Sebas, kızına nazik gözlerle bakarken, “Bu günün geleceğini biliyordum ama bu kadar çabuk geleceğini hiç tahmin etmemiştim” dedi.
Gözlerini Matthew’a çevirdiğinde, bir bıçak kadar keskin oldular, ama Matthew ürkmedi ve tereddütsüz bir bakışla arkasına baktı. Sebas müstakbel damadına baktı ve kalbinden içini çekti.
Leah’nın Matthew ile evlenmesinden hiç şikayeti yoktu. Tam tersine, ondan oldukça memnundu. Tek endişesi, genç adamın kızını mutlu edip edemeyeceğiydi.
Sebas, “Kızımı ağlatırsan yemin ederim seni döverim” dedi. “Deden bile yüzünle yerleri silmeme engel olamaz.”
Matthew, “O zaman gelirse direnmeyeceğim,” diye yanıtladı. “Leah’ı mutlu etmeyi bile beceremiyorsam, o zaman kesinlikle dayağı hak ediyorum.”
“Bu sözleri hatırla. Onlardan seni sorumlu tutacağım.”
“Söz veriyorum.”
Leah, babası ve sevgilisi arasındaki yüzleşmeyi yüzünde bir gülümsemeyle izledi. Her iki erkeğin de onu gerçekten sevdiğini biliyordu ve onların sevgi gösterilerinden etkilenmişti.
“Lea, kendine dikkat et.” Sebas kızına doğru yürüdü ve ona sarıldı. “Düğününden sonra ağabeyine bakmak için Orta Kıta’ya gideceğim. Onun için endişeleniyorum.”
Leah, geçmişte her zaman yaptığı gibi başını babasının göğsüne yaslarken başını salladı. “Ayrıca Büyük Birader için de endişeleniyorum. Umarım o iyidir.”
“Cedric hâlâ tecrübesiz ve korkarım ki insanlar ondan faydalanacak.” Sebas isteksizce kızının gitmesine izin verdi ve bir adım geri çekildi. “Umarım Everwinter Akademisi’ne kaydolduğunda bazı iyi arkadaşlar bulmuştur.”
“Baba, kendini Büyük Birader’e gösterecek misin?”
“Birkaç yıl içinde. Ağabeyinizin daha bağımsız olmasını istiyorum. Şimdi ona gidersem eski haline dönebilir ve bu onun büyümesini engeller. Zaman zaman sana mektuplar göndereceğim. Ainsworth’ler tarafından kötü muamele görürsen bana söylemekten çekinme.”
Leah, tuttuğu gözyaşlarıyla savaşırken başını salladı. Sebas kızına baktı ve uzaklaşmadan önce bir kez daha başını okşadı. Ancak Sebas onuncu adımına geldikten sonra durup iki sevgiliye bakmak için başını çevirdi.
Sebas, “Matthew, bana bir torun vermek için acele etmene gerek yok,” dedi. “En az iki yıl daha bekleyin.
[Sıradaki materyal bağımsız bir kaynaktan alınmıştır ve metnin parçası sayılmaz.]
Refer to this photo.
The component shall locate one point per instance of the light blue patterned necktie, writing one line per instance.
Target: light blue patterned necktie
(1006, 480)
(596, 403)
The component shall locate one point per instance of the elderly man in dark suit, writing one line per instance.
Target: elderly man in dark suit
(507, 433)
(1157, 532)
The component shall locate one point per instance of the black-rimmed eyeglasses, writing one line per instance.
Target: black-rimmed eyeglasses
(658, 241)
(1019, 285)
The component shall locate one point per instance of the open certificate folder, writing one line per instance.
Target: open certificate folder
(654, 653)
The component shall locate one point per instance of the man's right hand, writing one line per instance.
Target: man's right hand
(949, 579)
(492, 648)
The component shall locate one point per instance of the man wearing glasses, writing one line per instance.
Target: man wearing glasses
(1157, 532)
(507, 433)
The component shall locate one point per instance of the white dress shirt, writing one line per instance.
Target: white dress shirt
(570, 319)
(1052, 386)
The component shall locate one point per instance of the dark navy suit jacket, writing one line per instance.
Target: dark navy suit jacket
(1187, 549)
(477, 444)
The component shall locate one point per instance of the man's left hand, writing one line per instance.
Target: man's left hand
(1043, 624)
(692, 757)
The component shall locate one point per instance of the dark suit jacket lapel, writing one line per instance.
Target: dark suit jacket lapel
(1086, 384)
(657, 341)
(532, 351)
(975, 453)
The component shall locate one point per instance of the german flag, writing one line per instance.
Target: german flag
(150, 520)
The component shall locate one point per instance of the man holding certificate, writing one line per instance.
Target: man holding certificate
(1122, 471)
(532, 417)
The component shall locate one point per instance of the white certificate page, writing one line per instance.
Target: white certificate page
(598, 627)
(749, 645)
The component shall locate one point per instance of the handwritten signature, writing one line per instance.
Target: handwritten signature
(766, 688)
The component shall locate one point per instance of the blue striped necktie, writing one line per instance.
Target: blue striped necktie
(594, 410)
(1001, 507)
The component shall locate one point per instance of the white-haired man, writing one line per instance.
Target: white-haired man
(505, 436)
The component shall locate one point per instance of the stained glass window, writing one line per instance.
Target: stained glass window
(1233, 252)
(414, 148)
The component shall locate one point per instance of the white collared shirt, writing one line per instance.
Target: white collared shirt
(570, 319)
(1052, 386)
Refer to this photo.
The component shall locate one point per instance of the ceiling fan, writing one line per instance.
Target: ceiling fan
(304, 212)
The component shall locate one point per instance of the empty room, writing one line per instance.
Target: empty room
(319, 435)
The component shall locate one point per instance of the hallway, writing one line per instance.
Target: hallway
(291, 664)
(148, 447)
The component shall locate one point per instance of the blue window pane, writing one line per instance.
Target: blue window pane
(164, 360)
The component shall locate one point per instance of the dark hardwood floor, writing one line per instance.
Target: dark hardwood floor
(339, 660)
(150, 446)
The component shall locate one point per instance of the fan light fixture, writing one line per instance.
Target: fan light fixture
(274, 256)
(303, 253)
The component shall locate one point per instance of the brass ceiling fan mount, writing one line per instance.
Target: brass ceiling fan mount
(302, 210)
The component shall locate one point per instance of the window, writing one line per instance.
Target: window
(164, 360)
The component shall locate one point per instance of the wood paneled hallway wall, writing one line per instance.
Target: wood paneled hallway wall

Leah hala genç. Ayrıca, bence şu an çocuk sahibi olmak için iyi bir zaman değil. Hellan Krallığı’nda bana şüpheli görünen şeyler oluyor.”
Sebas, Hellan Başkenti yönüne bakarken durakladı. “Beast Tide ve Dungeon Outbreaks birbiriyle bağlantılı olabilir. Korkarım ki bu daha büyük bir şeyin başlangıcı. Bu tehlike geçene kadar çocuk sahibi olmaktan vazgeçmek en iyisi. her şey yoluna girdiğinde onlara sahip olun.”
Leah’ın babası, koruluğun derinliklerinde kaybolmadan önce onlara son bir bakış attı. Güney Kıtasını terk etmeden önce kızının Matthew ile güvenli bir şekilde evlenmesini bekleyecekti. Bir şeylerin ters gittiğini hissetse de, James’in kızını koruyabileceğinden emindi.
Bu nedenle, şu anda Orta Kıtada bulunan en büyük oğluna konsantre olduğu için Leah’ı endişe duymadan bırakabildi. Dünyanın bütün büyük güçlerinin toplandığı yer. Büyük ve küçük sürekli savaşların gerçekleştiği bir yer.